I have heard that Al Ain centre is the best place to go and but parts to build a pc. Is this true? I want to buy each peice seperate, not a built pc. I want to be able to pick the parts and have the best of the best to pick from. Does this place deal with the new stuff that is top grade like 1gb vid cards and top rated dual processors, big powerful heatsinks for the proc for overclocking ect...? or is it older stuff, or outdated products?

Or if you know of a better place let me know.

Thanks
mrbig


----------



## maverick3981 (Jul 8, 2009)

That would be the right place to search. They have new products and you have quite a few shops to bargain and chose from. Also check Al-Khaleej center which is bang opposite to Al-Ain center. 

I have bought certain spares now and then and never had any problem.


----------



## mrbig (Sep 10, 2009)

maverick3981 said:


> That would be the right place to search. They have new products and you have quite a few shops to bargain and chose from. Also check Al-Khaleej center which is bang opposite to Al-Ain center.
> 
> I have bought certain spares now and then and never had any problem.


Thanks mate, I am looking to build a new gaming rig.

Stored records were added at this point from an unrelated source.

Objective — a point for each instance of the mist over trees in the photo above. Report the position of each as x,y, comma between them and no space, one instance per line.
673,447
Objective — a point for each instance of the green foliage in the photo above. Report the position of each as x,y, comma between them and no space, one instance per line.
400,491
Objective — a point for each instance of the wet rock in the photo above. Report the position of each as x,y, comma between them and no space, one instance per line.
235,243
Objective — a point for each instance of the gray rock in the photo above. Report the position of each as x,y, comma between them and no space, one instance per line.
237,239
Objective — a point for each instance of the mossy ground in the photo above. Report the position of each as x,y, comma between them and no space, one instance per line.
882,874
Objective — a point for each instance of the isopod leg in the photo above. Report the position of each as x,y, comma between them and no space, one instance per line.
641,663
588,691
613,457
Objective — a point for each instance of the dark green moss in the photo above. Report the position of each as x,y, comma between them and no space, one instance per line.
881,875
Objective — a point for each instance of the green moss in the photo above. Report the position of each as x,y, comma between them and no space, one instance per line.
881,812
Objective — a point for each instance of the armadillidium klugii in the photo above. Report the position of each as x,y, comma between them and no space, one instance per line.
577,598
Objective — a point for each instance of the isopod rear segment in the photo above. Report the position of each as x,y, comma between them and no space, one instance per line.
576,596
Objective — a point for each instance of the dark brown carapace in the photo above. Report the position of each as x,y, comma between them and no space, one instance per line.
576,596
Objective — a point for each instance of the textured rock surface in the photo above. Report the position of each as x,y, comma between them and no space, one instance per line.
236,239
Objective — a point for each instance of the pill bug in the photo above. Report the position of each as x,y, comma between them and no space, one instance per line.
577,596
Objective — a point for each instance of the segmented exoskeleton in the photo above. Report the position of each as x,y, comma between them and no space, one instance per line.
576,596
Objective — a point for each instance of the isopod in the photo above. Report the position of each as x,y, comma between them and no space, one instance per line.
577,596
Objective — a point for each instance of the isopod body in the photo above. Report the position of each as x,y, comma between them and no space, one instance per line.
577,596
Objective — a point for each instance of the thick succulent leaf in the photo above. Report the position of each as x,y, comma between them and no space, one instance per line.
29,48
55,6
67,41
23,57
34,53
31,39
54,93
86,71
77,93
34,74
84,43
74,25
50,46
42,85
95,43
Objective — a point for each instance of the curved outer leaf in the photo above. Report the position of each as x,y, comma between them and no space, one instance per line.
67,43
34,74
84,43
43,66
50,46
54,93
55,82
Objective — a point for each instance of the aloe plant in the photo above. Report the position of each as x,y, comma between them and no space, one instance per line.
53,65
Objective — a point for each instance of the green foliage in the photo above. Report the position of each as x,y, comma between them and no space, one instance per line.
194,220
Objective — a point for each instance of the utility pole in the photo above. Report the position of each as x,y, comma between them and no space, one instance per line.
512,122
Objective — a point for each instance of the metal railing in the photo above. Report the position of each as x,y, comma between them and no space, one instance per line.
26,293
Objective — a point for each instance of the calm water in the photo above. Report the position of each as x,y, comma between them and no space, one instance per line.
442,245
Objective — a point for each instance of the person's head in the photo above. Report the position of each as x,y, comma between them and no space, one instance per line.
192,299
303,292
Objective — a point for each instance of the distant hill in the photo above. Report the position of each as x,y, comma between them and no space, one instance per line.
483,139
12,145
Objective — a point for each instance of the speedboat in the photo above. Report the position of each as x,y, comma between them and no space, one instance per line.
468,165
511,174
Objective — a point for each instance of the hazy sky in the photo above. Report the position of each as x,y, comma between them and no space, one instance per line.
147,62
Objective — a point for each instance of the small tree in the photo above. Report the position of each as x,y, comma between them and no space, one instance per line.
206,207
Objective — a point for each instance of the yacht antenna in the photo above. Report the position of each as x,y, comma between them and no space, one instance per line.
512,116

Cant take short cuts with those.


----------



## Immortal (Dec 2, 2008)

mrbig said:


> I have heard that Al Ain centre is the best place to go and but parts to build a pc. Is this true? I want to buy each peice seperate, not a built pc. I want to be able to pick the parts and have the best of the best to pick from. Does this place deal with the new stuff that is top grade like 1gb vid cards and top rated dual processors, big powerful heatsinks for the proc for overclocking ect...? or is it older stuff, or outdated products?
> 
> Or if you know of a better place let me know.
> 
> ...


Yup check out ABC computers at alain center or check the computer street in bur Dubai 4 a variety of shops one of them being computer depot. Do share with us ur creation


----------



## marc (Mar 10, 2008)

i used PC specialist for my monster, but not sure if they do shipping to Dubai, i think they will at extra cost. mine took about 3 weeks.

what spec have you got in mind?


----------